Clinoconidium Pat., Bulletin de la Société Mycologique de France 14: 156 (1898)
Background
Clinoconidium is an important genus that causes smut disease on plants in the family Lauraceae. This genus was established by Patouillard (1898) and typified with Clinoconidium farinosum. Taxonomically, Clinoconidium is placed in Cryptobasidiaceae (Exobasidiales, Exobasidiomycetes, Basidiomycota) and characterized by aseptate, colourless, and globose to ovoid basidiospores which are dispersed individually. The name Clinoconidium was considered illegitimate because of the designation of an illegitimate type species name; however, it was later validated by Saccardo (1902).
Clinoconidium is a gall producing genus which was once named as Ustilago by Ito (1935, 1936) due to the presence of a powdery spore mass on the surface of the galls. This genus was also transferred to another gall producing genus Melanopsichium by Kakishima (1982). However, it was renamed as Clinoconidium as its sorus structure and spore features are quite different from those of Ustilago (Saccardo 1902). The spores of Ustilago species are formed from sporogenous hyphae, whereas this fungus produces spores from hymenial layers in the galls. Spore walls are comparatively thinner than those of Ustilago. The differentiation from Melanopsichium, a gall producing taxon on plants in Polygonaceae (Vánky 2013) includes variation in gall structures and sporulation. Melanopsichium produces spores in chambers formed inside of gall tissues, while this species produces spores in peripheral lacunae on the surface of gall tissues. The morphological characters of these taxa showed its close similarity to Clinoconidium.
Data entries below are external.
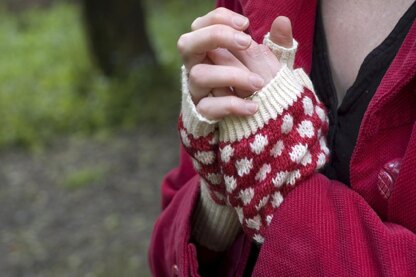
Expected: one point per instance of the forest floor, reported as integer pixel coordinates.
(83, 207)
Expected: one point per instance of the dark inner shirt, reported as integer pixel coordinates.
(345, 121)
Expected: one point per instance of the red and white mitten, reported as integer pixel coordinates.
(265, 156)
(215, 225)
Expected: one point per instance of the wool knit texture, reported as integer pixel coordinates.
(251, 163)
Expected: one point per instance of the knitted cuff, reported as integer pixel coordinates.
(193, 121)
(276, 97)
(283, 54)
(263, 157)
(214, 226)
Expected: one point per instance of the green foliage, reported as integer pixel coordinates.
(84, 177)
(49, 86)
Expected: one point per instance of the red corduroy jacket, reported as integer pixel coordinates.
(323, 228)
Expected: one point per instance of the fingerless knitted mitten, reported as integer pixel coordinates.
(263, 157)
(215, 225)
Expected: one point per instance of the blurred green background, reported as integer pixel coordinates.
(89, 96)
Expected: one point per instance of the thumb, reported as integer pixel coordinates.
(281, 32)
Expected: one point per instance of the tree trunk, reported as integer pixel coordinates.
(117, 35)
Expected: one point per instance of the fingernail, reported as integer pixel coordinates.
(240, 22)
(256, 81)
(243, 39)
(251, 107)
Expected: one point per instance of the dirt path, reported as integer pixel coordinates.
(83, 207)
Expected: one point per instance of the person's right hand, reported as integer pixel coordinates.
(218, 29)
(225, 65)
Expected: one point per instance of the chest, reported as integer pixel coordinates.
(353, 29)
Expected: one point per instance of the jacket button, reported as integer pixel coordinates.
(387, 177)
(175, 270)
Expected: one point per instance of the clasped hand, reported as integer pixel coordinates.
(225, 65)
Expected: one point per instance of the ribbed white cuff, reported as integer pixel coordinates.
(214, 226)
(276, 97)
(194, 122)
(283, 54)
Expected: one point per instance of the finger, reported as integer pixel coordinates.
(220, 92)
(220, 107)
(260, 60)
(281, 32)
(221, 16)
(204, 77)
(222, 56)
(194, 46)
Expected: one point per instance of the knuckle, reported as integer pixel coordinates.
(181, 44)
(217, 33)
(221, 12)
(232, 105)
(234, 78)
(196, 75)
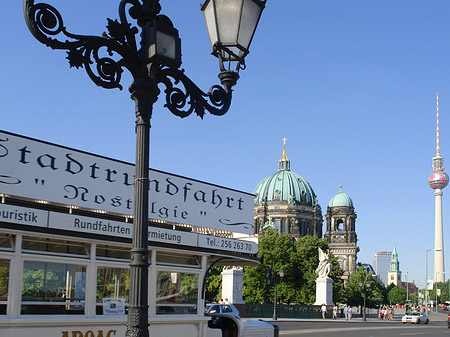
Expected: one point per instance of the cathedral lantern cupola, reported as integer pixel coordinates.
(286, 201)
(341, 232)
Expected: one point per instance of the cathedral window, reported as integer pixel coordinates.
(283, 226)
(339, 225)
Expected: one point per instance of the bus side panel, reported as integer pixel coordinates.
(174, 329)
(63, 331)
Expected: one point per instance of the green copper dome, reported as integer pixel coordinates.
(285, 186)
(341, 200)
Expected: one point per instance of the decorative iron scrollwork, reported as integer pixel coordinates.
(182, 102)
(104, 57)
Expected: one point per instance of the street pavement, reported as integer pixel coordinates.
(356, 327)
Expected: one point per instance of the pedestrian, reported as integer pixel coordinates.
(323, 308)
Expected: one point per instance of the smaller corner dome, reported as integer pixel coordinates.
(341, 200)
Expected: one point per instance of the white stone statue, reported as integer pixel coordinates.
(324, 284)
(324, 266)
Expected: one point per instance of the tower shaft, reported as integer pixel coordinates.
(439, 275)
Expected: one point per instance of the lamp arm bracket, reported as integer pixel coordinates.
(189, 98)
(103, 57)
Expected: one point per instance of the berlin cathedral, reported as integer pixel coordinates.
(286, 202)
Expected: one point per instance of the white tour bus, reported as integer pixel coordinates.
(65, 239)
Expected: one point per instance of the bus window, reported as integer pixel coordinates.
(4, 280)
(53, 288)
(176, 293)
(112, 283)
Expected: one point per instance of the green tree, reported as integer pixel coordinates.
(355, 292)
(299, 261)
(397, 295)
(256, 289)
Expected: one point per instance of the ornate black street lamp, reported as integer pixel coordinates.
(276, 280)
(154, 60)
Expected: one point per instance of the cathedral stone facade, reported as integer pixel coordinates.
(286, 202)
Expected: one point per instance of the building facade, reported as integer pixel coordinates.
(381, 262)
(394, 275)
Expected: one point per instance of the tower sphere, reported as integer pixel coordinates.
(438, 180)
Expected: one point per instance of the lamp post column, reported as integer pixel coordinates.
(144, 93)
(426, 282)
(275, 303)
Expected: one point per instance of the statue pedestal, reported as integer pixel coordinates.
(232, 280)
(324, 291)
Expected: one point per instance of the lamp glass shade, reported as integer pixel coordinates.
(162, 45)
(232, 24)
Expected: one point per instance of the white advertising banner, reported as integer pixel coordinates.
(102, 227)
(23, 216)
(44, 171)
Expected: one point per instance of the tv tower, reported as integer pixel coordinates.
(437, 181)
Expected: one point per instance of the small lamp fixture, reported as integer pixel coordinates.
(162, 44)
(231, 25)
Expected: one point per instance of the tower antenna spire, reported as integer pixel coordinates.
(438, 150)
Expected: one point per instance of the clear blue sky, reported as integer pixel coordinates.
(351, 84)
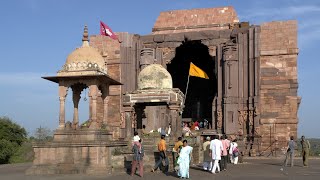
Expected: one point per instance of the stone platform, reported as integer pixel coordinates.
(250, 169)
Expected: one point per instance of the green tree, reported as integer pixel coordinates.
(43, 134)
(12, 136)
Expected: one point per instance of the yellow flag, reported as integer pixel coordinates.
(195, 71)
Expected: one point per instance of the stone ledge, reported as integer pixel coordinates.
(280, 52)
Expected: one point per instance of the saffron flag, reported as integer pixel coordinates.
(197, 72)
(106, 31)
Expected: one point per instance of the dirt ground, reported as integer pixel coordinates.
(250, 169)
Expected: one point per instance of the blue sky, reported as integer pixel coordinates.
(37, 35)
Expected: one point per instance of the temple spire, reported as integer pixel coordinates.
(85, 38)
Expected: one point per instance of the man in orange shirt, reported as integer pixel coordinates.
(162, 155)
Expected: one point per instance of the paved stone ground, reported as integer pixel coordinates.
(251, 169)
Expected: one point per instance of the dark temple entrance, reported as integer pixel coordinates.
(201, 92)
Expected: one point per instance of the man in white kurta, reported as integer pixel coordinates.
(215, 151)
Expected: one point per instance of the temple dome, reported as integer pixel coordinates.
(84, 58)
(154, 76)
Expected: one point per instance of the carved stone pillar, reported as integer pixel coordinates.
(242, 122)
(93, 94)
(76, 98)
(175, 121)
(105, 93)
(147, 57)
(62, 98)
(105, 109)
(219, 120)
(251, 129)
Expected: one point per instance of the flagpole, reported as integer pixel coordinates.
(185, 96)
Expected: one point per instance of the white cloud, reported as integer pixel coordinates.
(22, 78)
(281, 12)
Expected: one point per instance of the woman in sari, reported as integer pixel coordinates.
(184, 160)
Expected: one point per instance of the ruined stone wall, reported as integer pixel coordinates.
(278, 83)
(110, 50)
(195, 20)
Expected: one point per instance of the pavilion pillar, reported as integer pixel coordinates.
(175, 121)
(76, 98)
(128, 121)
(62, 99)
(105, 92)
(93, 94)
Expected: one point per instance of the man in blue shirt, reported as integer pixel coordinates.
(290, 151)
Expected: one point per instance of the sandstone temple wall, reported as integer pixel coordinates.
(278, 83)
(110, 50)
(201, 19)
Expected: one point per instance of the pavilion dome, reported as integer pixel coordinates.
(154, 76)
(84, 58)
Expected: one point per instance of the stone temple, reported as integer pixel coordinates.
(141, 80)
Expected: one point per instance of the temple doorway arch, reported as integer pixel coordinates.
(200, 92)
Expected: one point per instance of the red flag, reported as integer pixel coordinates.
(106, 31)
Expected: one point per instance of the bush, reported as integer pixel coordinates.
(23, 154)
(12, 136)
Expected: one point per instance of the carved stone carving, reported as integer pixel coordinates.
(242, 117)
(168, 54)
(230, 51)
(147, 57)
(219, 119)
(251, 114)
(122, 120)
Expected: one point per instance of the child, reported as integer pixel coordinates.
(136, 140)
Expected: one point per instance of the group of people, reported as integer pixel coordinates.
(217, 153)
(182, 154)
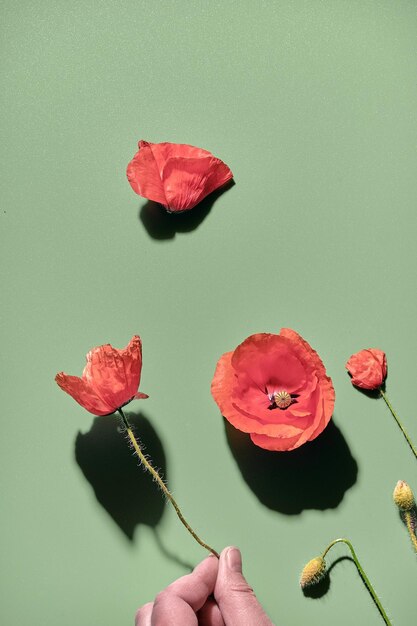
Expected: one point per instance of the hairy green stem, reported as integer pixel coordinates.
(362, 574)
(410, 527)
(397, 419)
(161, 484)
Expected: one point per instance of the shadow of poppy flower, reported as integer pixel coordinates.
(315, 476)
(127, 494)
(178, 176)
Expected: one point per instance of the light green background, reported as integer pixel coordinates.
(313, 105)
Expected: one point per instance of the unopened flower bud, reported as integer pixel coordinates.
(313, 572)
(403, 496)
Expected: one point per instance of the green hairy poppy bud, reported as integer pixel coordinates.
(403, 496)
(313, 572)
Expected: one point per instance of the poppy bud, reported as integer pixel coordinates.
(313, 572)
(368, 368)
(403, 496)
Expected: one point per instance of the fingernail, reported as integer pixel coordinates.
(234, 560)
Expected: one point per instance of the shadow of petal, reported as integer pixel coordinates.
(314, 476)
(161, 225)
(121, 486)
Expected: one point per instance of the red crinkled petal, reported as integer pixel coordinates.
(178, 176)
(275, 444)
(188, 181)
(144, 175)
(115, 374)
(264, 363)
(223, 388)
(83, 394)
(165, 150)
(270, 362)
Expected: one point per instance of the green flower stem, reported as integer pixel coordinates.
(410, 528)
(161, 483)
(362, 574)
(397, 419)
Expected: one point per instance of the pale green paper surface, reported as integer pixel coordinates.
(313, 106)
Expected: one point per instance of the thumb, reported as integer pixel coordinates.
(235, 598)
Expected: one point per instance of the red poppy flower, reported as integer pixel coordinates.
(368, 368)
(275, 388)
(175, 174)
(110, 379)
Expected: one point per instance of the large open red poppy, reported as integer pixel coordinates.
(275, 388)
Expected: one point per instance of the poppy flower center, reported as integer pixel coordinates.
(282, 399)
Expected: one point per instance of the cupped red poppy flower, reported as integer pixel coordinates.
(176, 175)
(110, 379)
(275, 388)
(368, 368)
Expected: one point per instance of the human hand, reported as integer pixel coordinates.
(214, 594)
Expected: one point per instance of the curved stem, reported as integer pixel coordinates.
(161, 484)
(397, 419)
(362, 574)
(410, 528)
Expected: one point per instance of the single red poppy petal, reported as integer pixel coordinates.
(165, 150)
(304, 351)
(105, 373)
(187, 181)
(140, 396)
(144, 175)
(275, 444)
(83, 394)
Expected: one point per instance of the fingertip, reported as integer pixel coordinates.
(231, 558)
(144, 614)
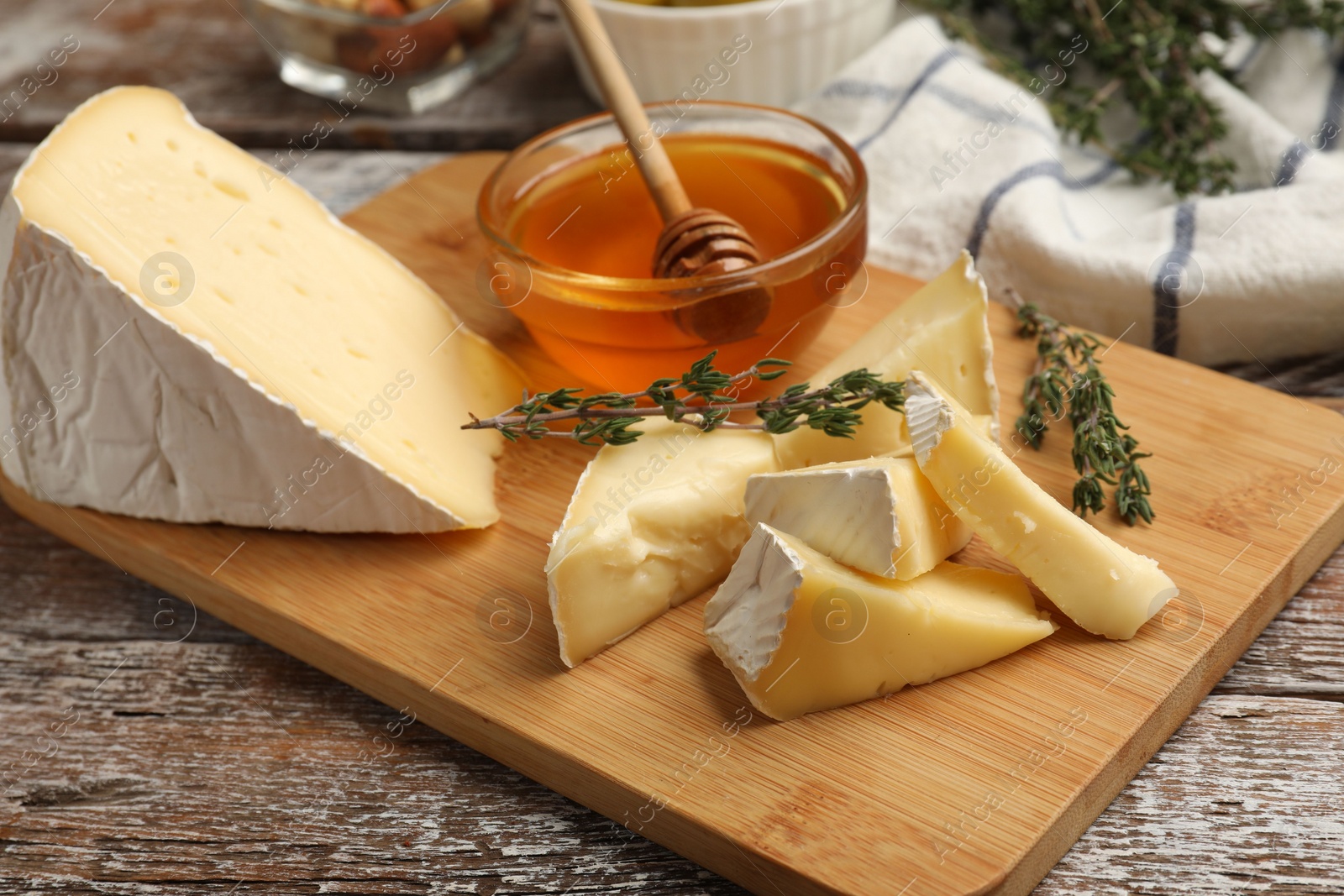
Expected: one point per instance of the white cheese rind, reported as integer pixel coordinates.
(944, 331)
(1102, 586)
(803, 633)
(879, 516)
(194, 412)
(651, 526)
(155, 426)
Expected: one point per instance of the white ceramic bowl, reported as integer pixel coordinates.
(765, 51)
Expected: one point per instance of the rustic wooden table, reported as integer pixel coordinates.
(194, 755)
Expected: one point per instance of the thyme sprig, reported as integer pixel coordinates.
(703, 396)
(1140, 54)
(1068, 382)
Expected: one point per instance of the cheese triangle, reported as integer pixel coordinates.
(1102, 586)
(803, 633)
(651, 526)
(187, 336)
(879, 516)
(944, 331)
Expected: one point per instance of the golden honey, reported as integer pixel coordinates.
(581, 230)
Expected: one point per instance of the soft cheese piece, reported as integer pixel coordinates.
(804, 633)
(880, 515)
(225, 349)
(651, 526)
(1102, 586)
(944, 331)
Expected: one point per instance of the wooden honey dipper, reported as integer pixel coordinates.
(696, 242)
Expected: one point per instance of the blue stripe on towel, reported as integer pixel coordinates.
(1167, 285)
(1039, 170)
(900, 98)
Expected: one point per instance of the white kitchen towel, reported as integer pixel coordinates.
(958, 156)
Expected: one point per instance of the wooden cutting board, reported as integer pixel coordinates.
(972, 785)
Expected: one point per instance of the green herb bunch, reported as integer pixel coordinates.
(1146, 54)
(1068, 382)
(702, 396)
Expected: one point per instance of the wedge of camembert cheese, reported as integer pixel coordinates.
(651, 526)
(944, 331)
(879, 516)
(803, 633)
(188, 336)
(1102, 586)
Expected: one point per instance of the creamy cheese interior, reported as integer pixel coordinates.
(222, 248)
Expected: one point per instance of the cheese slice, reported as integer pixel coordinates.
(651, 526)
(803, 633)
(223, 348)
(880, 515)
(944, 331)
(1102, 586)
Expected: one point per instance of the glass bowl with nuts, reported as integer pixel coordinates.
(398, 56)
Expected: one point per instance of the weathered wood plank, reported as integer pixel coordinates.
(1242, 799)
(207, 54)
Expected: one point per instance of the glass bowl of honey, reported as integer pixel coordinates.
(573, 231)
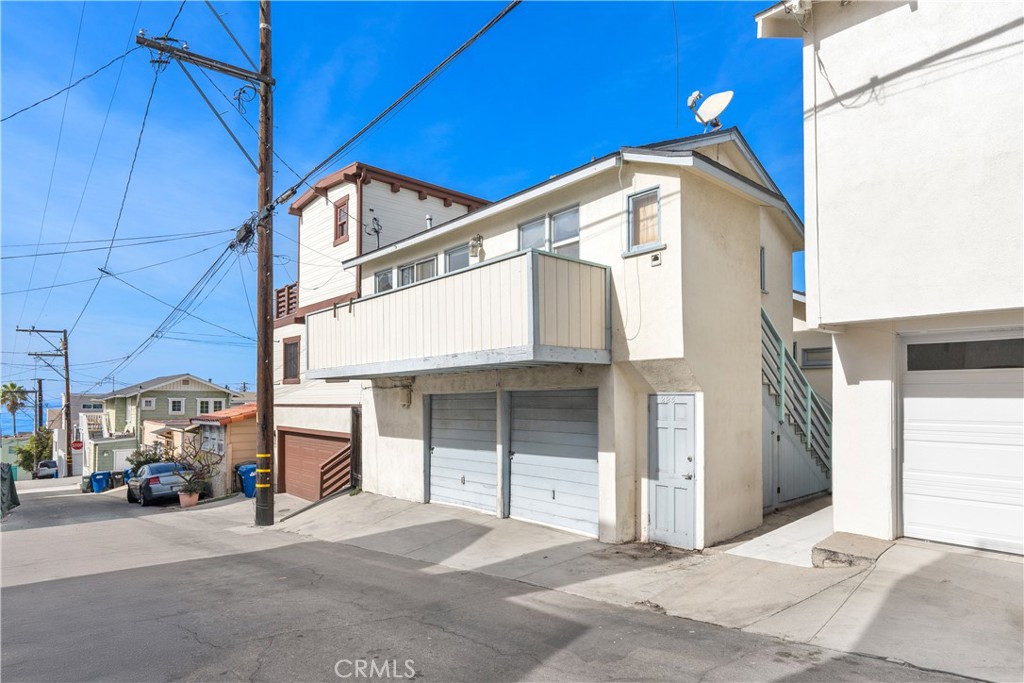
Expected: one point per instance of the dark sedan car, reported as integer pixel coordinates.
(155, 481)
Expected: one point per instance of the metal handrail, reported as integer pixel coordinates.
(796, 395)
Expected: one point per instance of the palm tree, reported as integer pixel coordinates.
(13, 397)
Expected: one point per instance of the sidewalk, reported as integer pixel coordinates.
(933, 606)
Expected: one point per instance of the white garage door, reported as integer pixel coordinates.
(463, 450)
(964, 443)
(553, 474)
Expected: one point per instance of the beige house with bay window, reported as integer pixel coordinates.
(597, 352)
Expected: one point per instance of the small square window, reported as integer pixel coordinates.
(383, 281)
(816, 357)
(644, 222)
(291, 352)
(457, 259)
(531, 235)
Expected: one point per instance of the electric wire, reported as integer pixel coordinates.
(123, 272)
(131, 172)
(153, 241)
(92, 164)
(409, 95)
(79, 81)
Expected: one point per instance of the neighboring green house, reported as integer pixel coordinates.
(125, 411)
(8, 455)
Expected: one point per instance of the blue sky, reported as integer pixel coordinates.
(550, 87)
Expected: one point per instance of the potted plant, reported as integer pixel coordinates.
(197, 467)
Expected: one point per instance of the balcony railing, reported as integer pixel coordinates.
(286, 300)
(527, 308)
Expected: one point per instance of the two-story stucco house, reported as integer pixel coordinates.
(355, 209)
(588, 353)
(173, 397)
(913, 157)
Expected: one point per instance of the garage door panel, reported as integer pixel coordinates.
(463, 450)
(303, 456)
(554, 477)
(964, 458)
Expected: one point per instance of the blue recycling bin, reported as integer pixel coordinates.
(100, 480)
(248, 474)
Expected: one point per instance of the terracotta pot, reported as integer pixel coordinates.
(187, 500)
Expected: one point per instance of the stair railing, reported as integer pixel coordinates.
(795, 395)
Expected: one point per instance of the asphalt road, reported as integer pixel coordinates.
(94, 589)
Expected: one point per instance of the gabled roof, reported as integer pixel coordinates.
(156, 383)
(358, 171)
(227, 416)
(680, 152)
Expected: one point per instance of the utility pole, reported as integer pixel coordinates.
(58, 351)
(264, 285)
(264, 233)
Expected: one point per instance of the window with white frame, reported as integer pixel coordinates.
(819, 356)
(558, 232)
(418, 271)
(644, 219)
(764, 274)
(565, 232)
(383, 281)
(213, 438)
(457, 258)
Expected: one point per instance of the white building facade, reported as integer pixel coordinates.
(586, 353)
(913, 134)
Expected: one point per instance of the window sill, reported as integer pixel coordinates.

Classification – Basidiomycota, Ustilaginomycotina, Exobasidiomycetes, Exobasidiomycetidae, Exobasidiales, Cryptobasidiaceae
Type species – Clinoconidium farinosum Pat. ex Sacc. & P. Syd
Distribution – Brazil, China, Costa Rica, India, Japan, Panama, Spain, Taiwan and Venezuela
Disease symptoms – mainly observed as powdery pappus gall in fruits. Infection initiates on very young fruits, converted into round, wrinkled galls. The fruit galls are then covered with a powdery mass of spores during early days of infection, withering in the rainy season, leaving behind hard, earthy, brown galls. On Cinnamon, entire young fruits are molded with buff and spongy smut like taxa in the full bloom of disease. Interestingly this infection is restricted to fruits only (Fig. 1).
Hosts – different plants of Lauraceae including, Apollonias barbujana, Cinnamomum burmannii, C. camphora, C. daphnoides, C. tamala, C. tenuifolium, Nectandra sp., Octea sp., Oreodaphne sp. and Phoebe neurophylla (Farr and Rossman 2020).